- Born: 1929
- Died: 21 November 2025 (aged 95–96) Northampton, England
- Occupation: Footwear historian
- Awards: Member of the Most Excellent Order of the British Empire

= June Swann =

British footwear historian (1929–2025)

June Marion Swann MBE (1929 – 21 November 2025) was a British footwear historian, formerly the Keeper of the Boot and Shoe Collection at the Northampton Museum and Art Gallery in England, where she worked for 38 years from 1950 to 1988.
==Career==
===Northampton Museum===
Swann graduated with a degree in geography in 1949, and began to work at Northampton Museum and Art Gallery the following year. The town was a historical center for the production of shoes, and she took charge of curating the museum's collection of shoes and related artefacts, the world's largest collection of historical footwear, with the title of Keeper of the Shoe and Boot collection. In the late 1950s she inaugurated the study of shoes hidden in buildings as charms, starting a collection of found shoes and the Hidden Shoe Index at the Northampton Museum. Swann has been called "the world's leading authority on historic shoes". She became a Member of the Order of the British Empire in 1976, for her work at Northampton Museum.
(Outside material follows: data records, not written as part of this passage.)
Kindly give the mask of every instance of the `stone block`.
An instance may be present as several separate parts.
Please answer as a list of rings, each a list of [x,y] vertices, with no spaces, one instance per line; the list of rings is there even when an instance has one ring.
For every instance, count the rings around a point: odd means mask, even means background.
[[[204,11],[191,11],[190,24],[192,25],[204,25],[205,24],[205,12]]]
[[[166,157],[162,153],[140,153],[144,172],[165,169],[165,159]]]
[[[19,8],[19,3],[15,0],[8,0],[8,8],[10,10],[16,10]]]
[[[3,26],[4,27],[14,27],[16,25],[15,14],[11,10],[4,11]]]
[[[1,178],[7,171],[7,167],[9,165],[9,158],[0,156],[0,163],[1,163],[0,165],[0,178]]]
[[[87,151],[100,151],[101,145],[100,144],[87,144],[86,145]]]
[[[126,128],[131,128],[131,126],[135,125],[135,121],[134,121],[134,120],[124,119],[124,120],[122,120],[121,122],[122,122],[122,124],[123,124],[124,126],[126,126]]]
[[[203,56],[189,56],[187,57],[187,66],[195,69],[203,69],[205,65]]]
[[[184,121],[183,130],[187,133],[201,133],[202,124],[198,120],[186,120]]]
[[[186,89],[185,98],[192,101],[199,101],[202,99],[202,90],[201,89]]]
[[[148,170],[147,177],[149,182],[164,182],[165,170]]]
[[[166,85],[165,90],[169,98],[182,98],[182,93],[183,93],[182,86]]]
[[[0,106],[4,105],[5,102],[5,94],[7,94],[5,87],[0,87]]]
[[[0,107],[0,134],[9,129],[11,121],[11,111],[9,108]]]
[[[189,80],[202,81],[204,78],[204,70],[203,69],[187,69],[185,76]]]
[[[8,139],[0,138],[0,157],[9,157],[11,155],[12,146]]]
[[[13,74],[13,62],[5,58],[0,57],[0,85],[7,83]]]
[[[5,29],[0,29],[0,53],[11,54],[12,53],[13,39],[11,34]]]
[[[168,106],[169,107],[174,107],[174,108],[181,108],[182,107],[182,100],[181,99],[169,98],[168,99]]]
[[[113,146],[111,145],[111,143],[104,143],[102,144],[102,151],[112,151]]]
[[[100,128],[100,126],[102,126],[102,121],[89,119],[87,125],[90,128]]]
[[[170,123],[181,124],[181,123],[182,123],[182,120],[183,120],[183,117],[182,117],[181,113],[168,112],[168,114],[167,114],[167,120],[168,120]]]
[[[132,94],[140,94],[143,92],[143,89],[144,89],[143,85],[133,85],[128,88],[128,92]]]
She was a founder member of The Costume Society, and its chairman from 1980 to 1987.
===Retirement and freelance work===
She retired in 1988 and became a freelance consultant. After retirement she travelled to Sydney to catalogue the Joseph Box Collection at the Powerhouse Museum. She also assisted with the cataloguing of the Cordwainers College Historical Shoe Collection, from 1992 to 2000. She was engaged by museums around the world to identify shoes in their collections.
==Death==
Swann died on 21 November 2025, at the age of 95–96.

==Publications==
- Shoes concealed in buildings, Northampton County Council, 1970
- A history of shoe fashions, Northampton County Council, 1975
- Shoe Buckles: Catalogue of Shoe and other Buckles in the Northampton Museum, Northampton Borough Council, 1981
- Shoes, Batsford Books, 1982.
- Shoemaking, Shire Books, 1987. Reprinted 1993, 1997, 2003, 2008.
- "Shoes Concealed in Buildings", Costume Society Journal 30 (1996), pp. 56–69.
- History of Footwear in Norway, Sweden and Finland: Pre-history to 1950, Coronet Books, 2001.